Bu olaylar yaşanırken adanın tek radyo istasyonu Rumların elindeydi. Bu radyodan Türklerin moralini bozmak için sürekli “Bekledim de gelmedin, hiç mi beni sevmedin” şarkısı çalındı. Türk ordusunun kumandası ileride MGK Genel Sekreterliği görevini de yürütecek olan, Harp Okulu öğrenciliği yıllarında Alpaslan Türkeş’in de sevdiği öğrenciler arasında bulunan Sabri Yirmibeşoğlu’ndaydı. Kıbrıs’ta sivil direnişi örgütleyen Yirmibeşoğlu Türk askeri kuvvetlerinin içinde acilen bir radyo kurulması talimatını verdi. Rumların şarkısına karşılık Türk radyosundan şu cümleler yankılanmaya başladı. “Bayrak, bayrak, bayrak! Burası Türk mücahitleri radyosu.” Bu sözlerin hemen ardından radyoda çalan şarkı ise Rumlarda şok etkisi yarattı. “Bu kadar yürekten çağırma beni. Bir gece ansızın gelebilirim.”

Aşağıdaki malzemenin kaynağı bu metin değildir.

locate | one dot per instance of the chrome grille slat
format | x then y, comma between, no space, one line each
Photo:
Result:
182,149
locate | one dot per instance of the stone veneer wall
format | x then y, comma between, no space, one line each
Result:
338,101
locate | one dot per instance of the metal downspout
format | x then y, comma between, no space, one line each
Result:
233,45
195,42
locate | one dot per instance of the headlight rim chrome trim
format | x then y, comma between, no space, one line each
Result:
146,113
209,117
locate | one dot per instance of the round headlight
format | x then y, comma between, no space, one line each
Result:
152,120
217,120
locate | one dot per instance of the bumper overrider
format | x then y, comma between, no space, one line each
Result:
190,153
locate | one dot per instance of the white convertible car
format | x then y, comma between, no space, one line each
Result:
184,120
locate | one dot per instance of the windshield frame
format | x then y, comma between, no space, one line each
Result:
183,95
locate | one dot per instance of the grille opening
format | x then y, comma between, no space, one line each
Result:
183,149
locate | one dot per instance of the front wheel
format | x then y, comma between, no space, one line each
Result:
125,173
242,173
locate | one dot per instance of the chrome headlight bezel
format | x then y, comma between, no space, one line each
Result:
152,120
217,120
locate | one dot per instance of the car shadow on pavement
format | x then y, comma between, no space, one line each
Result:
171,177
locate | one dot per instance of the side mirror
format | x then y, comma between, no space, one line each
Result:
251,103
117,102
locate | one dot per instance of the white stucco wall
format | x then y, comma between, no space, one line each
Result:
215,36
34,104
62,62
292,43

EOKA terör örgütünün durmak bilmeyen katliamları neticesinde Türkler adanın yüzde 3’lük kısmına sıkıştırıldı. Son bir hamle ile adadaki Türk varlığı tamamen yok edilecek ve Kıbrıs’ı Yunanistan’a bağlamanın önünde hiç bir engel kalmayacaktı. Cuntacı Albay Nikos Sampson, 15 Temmuz 1974 tarihinde Kıbrıs’ta kanlı bir darbe yaptı. Bunun üzerine 20 Temmuz 1974 yılında Türkiye uluslararası tüm baskılara rağmen garantörlük hakkını kullanmakta tereddüt etmedi. Dönemin Başbakanı Bülent Ecevit, “Biz aslında savaş için değil barış için ve yalnız Türklere değil Rumlara da barış getirmek için adaya gidiyoruz” sözleriyle harekâtı duyurdu. Türk askeri sabahın ilk ışıklarıyla saat 06.05 sularında adaya ayakbastı. Havadan ve denizden Kıbrıs’a çıkan Mehmetçik, Kıbrıslı Türk mücahitlerle omuz omuza vererek Rum çetelerine karşı mücadele etti.
1963 yılında Kıbrıs’a harekât yapmamızı engelleyen ABD, 1974 harekâtıyla Türkiye’ye ambargo uygulamaya başladı. Savunma sanayiindeki dışa bağımlılığımız harekâttaki en büyük eksikliğimizdi. Haberleşme araçlarımız rahatlıkla dinlenebiliyor, planlarımız deşifre edilebiliyordu. Bunun için şarkılar üzerinden şifreli haberleşmeler yapılıyordu. Bundan sonraki yıllar savunma sanayiindeki dışa bağımlılığımızın olumsuz etkilerini göreceğimizin de habercisi oldu.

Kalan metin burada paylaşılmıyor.